Throughout this review, we have highlighted methodological limitations that restrict research and the questions that scientists can address. For example, we need a smarter way of estimating B. tabaci adult numbers in fields with high abundances. In cases where nymphal or egg data may provide a more informative picture of a certain ecological process, counting adults could be avoided. We can develop new and fast approaches to count, collect, record and identify nymphs if that is what is needed to address a research question. A field-based method that allows us to separate virus infection borne by B. tabaci, from that borne by cuttings (or a combination of both agents) would greatly aid in our understanding of B. tabaci as a vector (see an example in Tajebe et al., 2015). A rapid diagnostic test for virus infection at the cutting stage would enable researchers to decide which factors they wanted to examine in their study, and be confident of their results. In addition, the advent of an infield diagnostic strip would allow scientists to detect virus at a given period and easily map patterns of disease spread. In another example, the recent development of a transcriptome technique that can provide data from one B. tabaci individual by Sseruwagi et al. (2017 submitted) will reduce reliance on the use of isolines for transcriptomics studies, and could therefore help to resolve some of the urgent questions about the biological differences between B. tabaci species.

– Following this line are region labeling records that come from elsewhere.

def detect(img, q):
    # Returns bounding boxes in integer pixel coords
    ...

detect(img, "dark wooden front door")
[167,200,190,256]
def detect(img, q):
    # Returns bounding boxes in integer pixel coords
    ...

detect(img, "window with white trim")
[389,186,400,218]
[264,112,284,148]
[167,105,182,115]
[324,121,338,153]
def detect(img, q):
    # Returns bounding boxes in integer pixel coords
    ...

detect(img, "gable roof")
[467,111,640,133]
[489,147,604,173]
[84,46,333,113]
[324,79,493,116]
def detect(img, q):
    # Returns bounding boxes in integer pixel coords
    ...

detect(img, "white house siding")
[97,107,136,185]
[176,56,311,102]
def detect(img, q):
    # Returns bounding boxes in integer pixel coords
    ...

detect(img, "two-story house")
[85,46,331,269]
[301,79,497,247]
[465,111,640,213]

What are the economic trade-offs associated with different management options for smallholder farmers, and what networks need to be available to support adoption?

Fundamental to the deployment of new management interventions, and adoption by farmers, is strong extension networks with smallholder farmers and the wider cassava value-chain actors. Without this network, the adoption of durable solutions to B. tabaci control will be slow or unlikely to occur. Furthermore, a complete economic assessment of the trade-offs for smallholder farmers associated with adopting different practices is needed to ensure that management options are set in the current-day economic realities of these farmers. Often, researchers spend a lot of time understanding the biophysical constraints on a system but neglect the linked socio-economic system in which farmers operate. To bring about change in how this pest is managed in the future, we need to assess both systems at the same time.

Conclusions

Given the right combination of environmental factors, many species of B. tabaci within the complex have the potential to become a pest at any one point in time and exhibit outbreaks in certain locations. Furthermore, these critical factors may vary from country to country and even region to region across East Africa. Our challenge is greater than just identifying factors; we must go one step further and identify which factors are the most important for smallholder farmers to manage to minimize the risk of outbreaks. This review represents a comprehensive summary of the knowledge to date, and should be used to guide future research questions by scientists all over the world addressing this challenge.